They already have the prototypes made and now the group wants to begin influencing how programming is taught around the country to children.

Scratch and sketch allows for use of drag and drop commands in coding which greatly simplifies coding.

The Scratch and Sketch kit is bare bones. It has no casing and is made up of a mass of pins to connect the various components, a micro-USB port to connect to a computer, an LCD touchscreen, an infrared sensor, several LED lights and sensors for temperature and light.

Users can write their own programmes for things like calculators or switches for connected lights.

The kit includes sensors to measure environmental temperature or brightness of a light source and produce an output of the readings.

Scratch and Sketch also allows users to hook up external components like motors and control their speed and operations from the touchscreen.

An ordinary remote control can also be hooked up used to control graphics on the screen or to play simple games.

The touch display also allows users to make drawings, create screen savers, and control brightness of connected bulbs or issue commands to a connected computer.

The Scratch and Sketch kit will come with a booklet containing a list of easy to write programs which users can start with before graduating to writing more complex programs.

Ms Mercy Ngoiri, John Muchiri and David Kanjiri of Warefab at their offices Kiambu Town.
Ms Mercy Ngoiri, John Muchiri and David Kanjiri of Warefab
at their offices Kiambu Town.

“You can learn simpler programming languages like Scratch and Ruby for those new to programming before moving on to more complex programming languages like Python and JavaScript,” Mercy, who is 26 years old, said.

“I hope to increase interest in electronics as well as programming. Programming should not only be left to Computer Science students it should be open to everyone.

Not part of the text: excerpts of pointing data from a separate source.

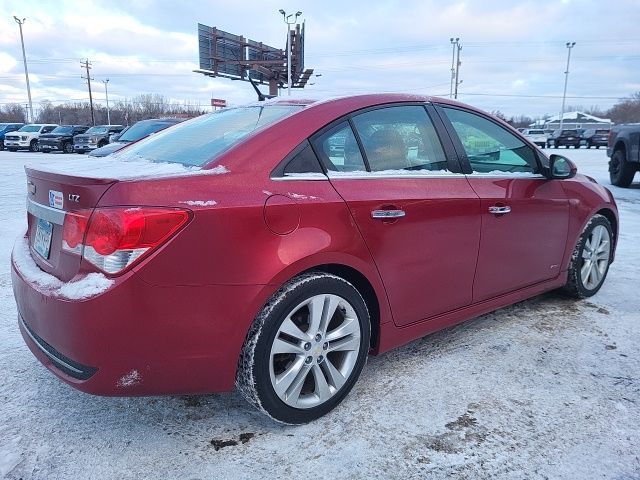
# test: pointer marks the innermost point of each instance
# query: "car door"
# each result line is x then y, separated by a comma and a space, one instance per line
525, 217
414, 208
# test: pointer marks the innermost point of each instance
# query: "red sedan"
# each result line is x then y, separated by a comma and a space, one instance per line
274, 246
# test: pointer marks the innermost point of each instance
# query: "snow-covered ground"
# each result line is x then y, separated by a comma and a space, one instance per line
547, 388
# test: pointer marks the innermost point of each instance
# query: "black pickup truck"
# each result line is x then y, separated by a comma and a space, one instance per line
60, 139
623, 149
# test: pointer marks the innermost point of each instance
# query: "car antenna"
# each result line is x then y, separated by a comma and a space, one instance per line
261, 96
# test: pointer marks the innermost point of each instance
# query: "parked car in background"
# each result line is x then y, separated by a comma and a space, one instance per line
536, 136
8, 128
564, 138
61, 138
623, 148
595, 137
27, 137
95, 137
135, 132
241, 248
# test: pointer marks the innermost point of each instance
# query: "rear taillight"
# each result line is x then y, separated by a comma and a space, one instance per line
113, 239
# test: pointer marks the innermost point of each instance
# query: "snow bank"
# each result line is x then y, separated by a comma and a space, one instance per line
123, 168
86, 287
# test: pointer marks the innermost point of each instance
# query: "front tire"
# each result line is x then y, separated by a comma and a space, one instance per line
621, 172
591, 258
305, 349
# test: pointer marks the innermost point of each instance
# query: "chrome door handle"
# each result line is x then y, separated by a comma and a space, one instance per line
499, 210
384, 214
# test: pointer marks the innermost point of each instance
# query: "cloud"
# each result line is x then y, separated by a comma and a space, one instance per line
509, 48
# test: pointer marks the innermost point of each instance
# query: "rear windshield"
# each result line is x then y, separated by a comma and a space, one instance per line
200, 140
96, 130
141, 130
64, 129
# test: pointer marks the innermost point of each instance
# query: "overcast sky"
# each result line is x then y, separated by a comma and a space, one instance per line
513, 56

Also with the connection of various components to the kit an appreciation of computer hardware is not left behind,” Ms Ngoiri explains.

John hopes Scratch and Sketch will be a big hit with the young who are getting more interested in gadgets but do not learn what makes them tick.

“In the 21st century programming joins reading, writing and arithmetic as a basic skill that should be learnt by students,” John Muchiri Warefab’s cofounder said.

The Scratch and Sketch kit will go on sale for Sh3500. I ask whether her gadget could be used as an alternative to computers in classroom.

“Computers in classrooms will allow children to access information my kit allows them aims to help them program computers. It is more important for students to learn how to write software rather than how to use readymade software,” Ngoiri said.

“We made the prototype in Kenya from scratch, we now hope to mass produce units in China and import them,” David Kanjiri said.